Software optimization for the current generation of transformer architectures is more mature than it was two years ago but far from exhausted. Speculative decoding — using a smaller draft model to predict multiple tokens simultaneously, then verifying them in parallel with the full model — is still being deployed in relatively few production systems. Radix attention and prefix caching for systems that serve many requests with shared prefixes (system prompts, RAG contexts) are still being implemented by most serving frameworks. These gains are available but not yet captured by the majority of production deployments.
Model compression is earlier in its practical deployment curve than most people realize. GPTQ and AWQ for weight-only quantization are reasonably mature. Activation-quantization methods (SmoothQuant, FP8 quantization) are being deployed at scale by only a handful of teams. Speculative decoding combined with quantized draft models is almost entirely an unsolved production deployment problem. There is meaningful headroom here.
The inflection point dynamic
When inference cost falls, two things happen that look like contradiction but are not: the per-unit cost goes down, but total inference spend goes up because new applications become economically feasible. This is Jevons' paradox applied to compute — the more efficient coal became, the more total coal was consumed, because efficiency made new uses of coal economically viable.
We are at the early stage of this dynamic with LLM inference. At $20 per million tokens (rough 2023 pricing for GPT-4-class models), many latency-sensitive or cost-sensitive applications are economically impossible. At $1–2 per million tokens, which is achievable now with optimized open-weight serving, many of those applications become viable. At $0.05–0.10 per million tokens, which is plausibly achievable in 18–24 months through compounded hardware and software improvements, the set of economically viable applications expands dramatically to include things like real-time document processing, inline code review, voice interfaces with high turn frequency, and AI-assisted backend services that currently use traditional rule engines.

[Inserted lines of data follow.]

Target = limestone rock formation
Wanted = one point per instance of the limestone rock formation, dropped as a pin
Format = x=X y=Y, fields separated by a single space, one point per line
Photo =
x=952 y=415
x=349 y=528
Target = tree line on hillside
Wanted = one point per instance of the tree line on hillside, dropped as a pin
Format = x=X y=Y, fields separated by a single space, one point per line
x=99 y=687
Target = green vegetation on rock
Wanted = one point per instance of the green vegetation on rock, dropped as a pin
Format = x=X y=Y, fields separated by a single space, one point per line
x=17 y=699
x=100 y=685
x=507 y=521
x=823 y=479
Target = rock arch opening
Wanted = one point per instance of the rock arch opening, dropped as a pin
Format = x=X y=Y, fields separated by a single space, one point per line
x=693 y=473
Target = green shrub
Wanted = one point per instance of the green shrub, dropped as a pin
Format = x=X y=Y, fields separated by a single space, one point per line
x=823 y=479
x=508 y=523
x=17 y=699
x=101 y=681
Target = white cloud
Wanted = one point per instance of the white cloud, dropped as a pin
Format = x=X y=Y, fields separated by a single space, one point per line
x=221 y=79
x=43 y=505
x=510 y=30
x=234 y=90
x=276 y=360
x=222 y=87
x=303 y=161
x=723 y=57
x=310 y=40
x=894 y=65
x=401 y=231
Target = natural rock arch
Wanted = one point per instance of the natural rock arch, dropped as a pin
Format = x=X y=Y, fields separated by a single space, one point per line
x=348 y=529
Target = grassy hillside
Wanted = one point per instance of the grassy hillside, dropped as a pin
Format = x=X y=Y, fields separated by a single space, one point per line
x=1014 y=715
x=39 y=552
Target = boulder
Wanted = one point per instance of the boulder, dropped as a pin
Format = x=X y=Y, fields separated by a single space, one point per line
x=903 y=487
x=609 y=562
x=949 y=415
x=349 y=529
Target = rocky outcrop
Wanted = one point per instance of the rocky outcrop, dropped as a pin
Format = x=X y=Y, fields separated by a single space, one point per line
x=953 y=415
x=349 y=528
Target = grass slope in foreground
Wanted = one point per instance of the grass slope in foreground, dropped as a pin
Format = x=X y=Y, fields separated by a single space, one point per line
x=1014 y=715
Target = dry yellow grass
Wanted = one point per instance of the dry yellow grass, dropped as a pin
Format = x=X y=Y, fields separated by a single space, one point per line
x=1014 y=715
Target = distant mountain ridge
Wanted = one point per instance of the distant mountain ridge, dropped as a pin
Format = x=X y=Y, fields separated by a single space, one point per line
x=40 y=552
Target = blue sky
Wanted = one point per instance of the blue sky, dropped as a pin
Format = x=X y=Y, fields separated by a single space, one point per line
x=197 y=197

Each order-of-magnitude reduction in inference cost creates roughly an order of magnitude of new application surface. The infrastructure companies serving that expanded surface are operating in a growing market, not a shrinking one.
What falling cost means for infrastructure companies
The objection we hear is: "if inference cost keeps falling, won't the need for inference optimization companies also fall?" The answer is no, for a structural reason. The optimization gap — the difference between what a naive deployment achieves and what a fully optimized deployment achieves — is not shrinking as absolute costs fall. If anything, it is growing, because each new hardware generation and new model architecture introduces new optimization opportunities that take time to fully exploit.
The teams at companies building inference infrastructure are not solving the same optimization problem repeatedly; they are solving a continuously advancing set of optimization problems as the hardware substrate and model architectures evolve. That continuous advancement is a feature, not a bug — it is what makes the field technically defensible. The organizations with the deepest operational knowledge of production inference systems will continue to create value even as absolute cost floors move down.